The comment period for the proposed amendments to the Wassenaar Arrangement regarding “cybersecurity items” has ended, and the overwhelming majority of the 150+ comments submitted are negative.

As a reminder: the Wassenaar Arrangement includes 41 participating states, and was established to help promote transparency and responsibility in transfers of conventional arms and dual-use goods and technologies.

The US Commerce Department’s Bureau of Industry and Security (BIS) proposes to implement the agreements by the Wassenaar Arrangement at the Plenary meeting in December 2013 with regard to cybersecurity items, and a license requirement for the export, reexport, or transfer of these items to all destinations (except Canada).

The new amendments have been contested by the likes of companies like Google, but also by a number of security researchers.

Google considers the new rules to be dangerously broad and vague, and an obstacle to sharing intrusion information globally. “If we have information about intrusion software, we should be able to share that with our engineers, no matter where they physically sit,” Neil Martin, Export Compliance Counsel for Google and Tim Willis from the Chrome Security Team explained.

The company also worries that the proposed rules would negatively affect vulnerability research and would prove as a deterrent for security researchers that report vulnerabilities, exploits, or other controlled information to manufacturers. Bug bounty programs would also come in question.

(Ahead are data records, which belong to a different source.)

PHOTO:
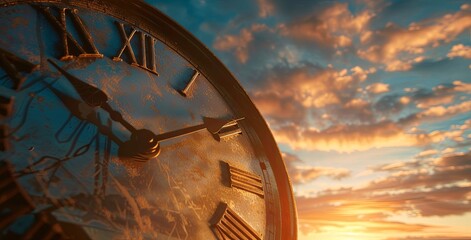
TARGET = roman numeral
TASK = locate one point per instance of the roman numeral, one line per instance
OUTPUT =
(72, 47)
(14, 66)
(146, 45)
(186, 91)
(232, 226)
(246, 181)
(223, 129)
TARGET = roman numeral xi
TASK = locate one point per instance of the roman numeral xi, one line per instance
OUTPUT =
(72, 46)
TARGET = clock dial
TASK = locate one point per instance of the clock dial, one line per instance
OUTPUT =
(114, 127)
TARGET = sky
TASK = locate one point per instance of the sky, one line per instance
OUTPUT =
(369, 101)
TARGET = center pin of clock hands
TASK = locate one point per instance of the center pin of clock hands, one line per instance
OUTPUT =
(143, 144)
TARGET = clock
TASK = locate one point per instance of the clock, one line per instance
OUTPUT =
(116, 123)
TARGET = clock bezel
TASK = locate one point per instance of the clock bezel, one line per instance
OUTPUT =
(157, 24)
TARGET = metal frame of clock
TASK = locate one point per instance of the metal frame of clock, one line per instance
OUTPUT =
(139, 21)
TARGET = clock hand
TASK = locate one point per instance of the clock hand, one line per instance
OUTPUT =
(145, 145)
(93, 96)
(213, 125)
(84, 112)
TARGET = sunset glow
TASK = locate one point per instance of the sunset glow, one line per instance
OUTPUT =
(369, 101)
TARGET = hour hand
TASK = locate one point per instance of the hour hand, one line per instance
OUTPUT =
(85, 112)
(93, 96)
(90, 94)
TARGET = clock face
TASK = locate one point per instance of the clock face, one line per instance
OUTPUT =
(115, 123)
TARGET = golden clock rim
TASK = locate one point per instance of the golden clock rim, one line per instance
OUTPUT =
(159, 25)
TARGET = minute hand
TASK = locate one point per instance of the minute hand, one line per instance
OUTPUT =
(211, 124)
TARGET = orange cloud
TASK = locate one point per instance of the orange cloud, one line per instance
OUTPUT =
(266, 8)
(347, 138)
(460, 50)
(415, 188)
(334, 26)
(239, 43)
(378, 88)
(303, 174)
(398, 48)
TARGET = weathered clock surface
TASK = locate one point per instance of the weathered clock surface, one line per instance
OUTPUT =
(115, 123)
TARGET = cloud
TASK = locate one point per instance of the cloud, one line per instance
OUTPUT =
(266, 8)
(399, 48)
(289, 93)
(333, 26)
(416, 188)
(460, 50)
(432, 238)
(436, 113)
(377, 88)
(239, 44)
(303, 174)
(422, 98)
(347, 138)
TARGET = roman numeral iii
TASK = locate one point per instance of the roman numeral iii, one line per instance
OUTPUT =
(246, 181)
(232, 226)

“We believe that these proposed rules, as currently written, would have a significant negative impact on the open security research community. They would also hamper our ability to defend ourselves, our users, and make the web safer. It would be a disastrous outcome if an export regulation intended to make people more secure resulted in billions of users across the globe becoming persistently less secure,” they noted.

Well known security researchers Jonathan Zdziarski and Charlie Miller also submitted their comments.

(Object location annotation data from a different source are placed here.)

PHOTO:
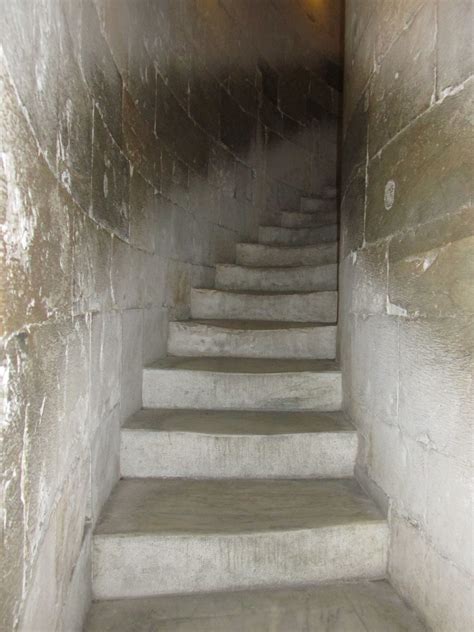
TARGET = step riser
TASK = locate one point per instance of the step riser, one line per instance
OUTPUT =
(315, 205)
(260, 255)
(241, 391)
(288, 219)
(129, 566)
(318, 307)
(274, 235)
(293, 280)
(194, 455)
(317, 343)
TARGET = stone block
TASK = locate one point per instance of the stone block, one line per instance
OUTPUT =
(105, 457)
(435, 407)
(436, 283)
(30, 39)
(403, 86)
(204, 100)
(353, 213)
(98, 67)
(155, 330)
(367, 279)
(238, 128)
(142, 146)
(92, 260)
(415, 182)
(60, 546)
(79, 592)
(373, 395)
(395, 462)
(455, 48)
(392, 19)
(106, 354)
(354, 150)
(132, 362)
(435, 587)
(75, 111)
(142, 213)
(449, 519)
(110, 181)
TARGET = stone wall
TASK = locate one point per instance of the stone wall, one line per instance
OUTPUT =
(407, 270)
(139, 141)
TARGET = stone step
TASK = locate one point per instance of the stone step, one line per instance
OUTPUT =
(279, 236)
(329, 192)
(295, 219)
(252, 339)
(295, 306)
(237, 444)
(291, 279)
(242, 383)
(348, 607)
(159, 536)
(317, 204)
(260, 255)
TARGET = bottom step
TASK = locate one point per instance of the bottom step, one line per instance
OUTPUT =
(179, 536)
(360, 607)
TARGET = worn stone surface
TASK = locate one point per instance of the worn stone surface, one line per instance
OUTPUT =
(304, 278)
(356, 607)
(138, 146)
(252, 339)
(272, 256)
(279, 236)
(242, 383)
(231, 444)
(302, 307)
(193, 536)
(406, 344)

“The tools and techniques I have developed are by no means ‘intrusion’ tools, however due to the excessively broad nature of the Wassenaar proposal, would fall under its regulations as they bypass security mechanisms of devices and collect information from them,” says forensics expert Zdziarski.

“As all of my research is done personally, I have no large company with lawyers to address the impossible spider web of export regulations that would be introduced by Wassenaar. The current proposal as is would harm far more than simply the information security industry, but would also greatly damage the forensics industry and ultimately limit the quality of tools available to law enforcement agencies for conducting lawful forensics.”

“Had Wassenaar been place in 2008, I would not have felt as though I could openly share my research publicly without risk of prosecution, which would have deprived the community as a whole – including the United States – of valuable information that has led to the greater good,” he concluded.

“The proposed rule regarding exploitation licensing would outlaw almost everything I do and have done in my professional career,” Charlie Miller commented, and explained: “In its simplest form, I discover new vulnerabilities, new techniques to exploit systems, etc and then discuss this with the manufacturer in question, give talks and write papers about these vulnerabilities/techniques so that as a community, we can get better and improve the state of information security everywhere.”

“Attackers will always continue to find new techniques and vulnerabilities and they are not hindered by laws which limit sharing. Only defenders will be penalized by limiting sharing of technical details of vulnerabilities and techniques,” he pointed out.